# Bayes Nets, Belief Networks, and PyMC

So I am trying to get my head around how discrete Bayes Nets (sometimes called Belief Networks) relate to the kind of Bayesian Networks used all the time in PyMC3/STAN/etc. Here’s a concrete example:

This can be implemented in pomegranate (just one of the relevant Python packages) as:

import pomegranate as pg

smokeD = pg.DiscreteDistribution({'yes': 0.25, 'no': 0.75})
covidD = pg.DiscreteDistribution({'yes': 0.1, 'no': 0.9})
hospitalD = pg.ConditionalProbabilityTable(
[['yes', 'yes', 'yes', 0.9], ['yes', 'yes', 'no', 0.1],
['yes', 'no', 'yes', 0.1], ['yes', 'no', 'no', 0.9],
['no', 'yes', 'yes', 0.9], ['no', 'yes', 'no', 0.1],
['no', 'no', 'yes', 0.01], ['no', 'no', 'no', 0.99]],
[smokeD, covidD])

smoke = pg.Node(smokeD, name="smokeD")
covid = pg.Node(covidD, name="covidD")
hospital = pg.Node(hospitalD, name="hospitalD")

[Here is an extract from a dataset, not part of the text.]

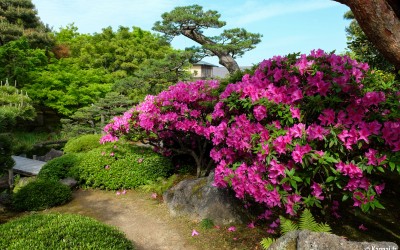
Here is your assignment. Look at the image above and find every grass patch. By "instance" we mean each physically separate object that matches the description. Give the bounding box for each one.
[64,134,101,153]
[69,143,173,190]
[12,179,72,211]
[0,214,134,250]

model = pg.BayesianNetwork("Covid Collider")
model.bake()


You could then calculate P(covid|smoking, hospital) = 0.5 with

model.predict_proba({'smokeD': 'yes', 'hospitalD': 'yes'})


and P(covid|¬smoking, hospital)=0.91 with

model.predict_proba({'smokeD': 'no', 'hospitalD': 'yes'})


This is interesting as it demonstrates collider bias - it looks as if smoking has a protective effect of getting COVID if you condition upon being in hospital. See Why most studies into COVID19 risk factors may be producing flawed conclusions for a really interesting preprint on this.

## Q1: Is there anything fundamentally different from these kinds of networks compared to the typical models used in PyMC3?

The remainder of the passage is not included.